Он сообщил ему свое имя и звание – Никколо Макиавелли, секретарь Совета Десяти Флорентинской Республики.

Месяца три назад лукавая и осторожная Синьория отправила Макиавелли для переговоров к Чезаре Борджа, которого надеялась перехитрить, отвечая на все его предложения оборонительного союза против общих врагов, Бентиволио, Орсини и Вителли, платоническими и двусмысленными изъявлениями дружбы. На самом деле Республика, опасаясь герцога, не желала иметь его ни врагом, ни другом. Мессеру Никколо Макиавелли, лишенному всяких действительных полномочий, поручено было выхлопотать только пропуск флорентинским купцам через владения герцога по берегу Адриатического моря – дело, впрочем, немаловажное для торговли, «этой кормилицы Республики», как выражалась напутственная грамота Синьоров.

Леонардо также назвал ему себя и свой чин при дворе Валентино. Они разговорились с естественной легкостью и доверием, свойственным людям противоположным, одиноким и созерцательным.

– Мессере, – тотчас признался Никколо, и эта откровенность понравилась художнику, – я слышал, конечно, что вы великий мастер. Но должен вас предупредить, в живописи я ничего не смыслю и даже не люблю ее, хотя полагаю, что искусство это могло бы мне ответить то же, что Данте некогда ответил зубоскалу, который на улице показал ему фигу: одной моей я не дам тебе за сто твоих. Но я слышал также, что герцог Валентино считает вас глубоким знатоком военной науки, и вот о чем хотелось бы мне когда-нибудь побеседовать с вашею милостью. Всегда казалось мне, что это – предмет тем более важный и достойный внимания, что гражданское величие народов зиждется на могуществе военном, на количестве и качестве постоянного войска, как я докажу в моей книге о монархиях и республиках, где естественные законы, управляющие жизнью, ростом, упадком и смертью всякого государства, будут определены с такою же точностью, с какой математик определяет законы чисел, естествоиспытатель – законы физики и механики. Ибо надо вам сказать, до сих пор все, кто писал о государстве...

Но тут он остановился и перебил себя с добродушною улыбкою:

– Виноват, мессере! Я, кажется, злоупотребляю вашею любезностью: может быть, политика вас так же мало занимает, как живопись меня?..

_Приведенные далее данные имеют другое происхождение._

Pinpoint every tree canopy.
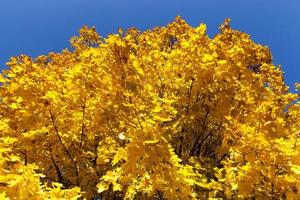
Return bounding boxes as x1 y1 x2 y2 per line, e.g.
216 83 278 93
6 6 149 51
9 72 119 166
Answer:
0 17 300 199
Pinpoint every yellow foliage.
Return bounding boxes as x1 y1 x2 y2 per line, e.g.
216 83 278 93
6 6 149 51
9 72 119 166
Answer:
0 17 300 199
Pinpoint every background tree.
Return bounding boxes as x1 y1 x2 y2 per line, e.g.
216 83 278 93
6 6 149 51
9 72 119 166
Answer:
0 17 300 199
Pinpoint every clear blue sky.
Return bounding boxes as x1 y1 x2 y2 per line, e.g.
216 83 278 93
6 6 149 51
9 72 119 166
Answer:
0 0 300 89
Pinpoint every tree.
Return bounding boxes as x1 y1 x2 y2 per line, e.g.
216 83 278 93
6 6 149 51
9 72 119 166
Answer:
0 17 300 199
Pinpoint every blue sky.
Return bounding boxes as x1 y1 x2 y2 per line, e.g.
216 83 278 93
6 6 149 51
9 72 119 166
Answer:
0 0 300 87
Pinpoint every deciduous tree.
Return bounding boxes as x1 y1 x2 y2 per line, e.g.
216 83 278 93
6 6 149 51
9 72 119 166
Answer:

– Нет-нет, напротив, – молвил художник, – или вот что: скажу вам так же откровенно, как вы, мессер Никколо. Я в самом деле не люблю обычных толков людей о войне и делах государственных, потому что эти разговоры лживы и суетны. Но ваши мнения так непохожи на мнения большинства, так новы и необычайны, что, поверьте, я слушаю вас с большим удовольствием.

– Ой, берегитесь, мессере Леонардо! – рассмеялся Никколо еще добродушнее. – Как бы не пришлось вам раскаяться: вы меня еще не знаете; ведь это мой конек – сяду на него и уж не слезу, пока вы сами не прикажете мне замолчать! Хлебом не корми меня, только с умным человеком дай поговорить о политике! Но вот беда, где их возьмешь, умных людей? Наши великолепные синьоры знать ничего не хотят, кроме рыночных цен на шерсть да на шелк, а я, – прибавил он с гордой и горькой усмешкой, – я, видно, уж таким уродился по воле судеб, что, не умея рассуждать ни об убытках, ни о прибылях, ни о шерстяном, ни о шелковом промысле, должен выбрать одно из двух: или молчать, или говорить о делах государственных.

Художник еще раз успокоил его и, чтобы возобновить беседу, которая в самом деле казалась ему любопытною, спросил:

– Вы только что сказали, мессере, что политика должна быть точным знанием, таким же, как науки естественные, основанные на математике, почерпающие свою достоверность из опыта и наблюдения над природой. Так ли я вас понял?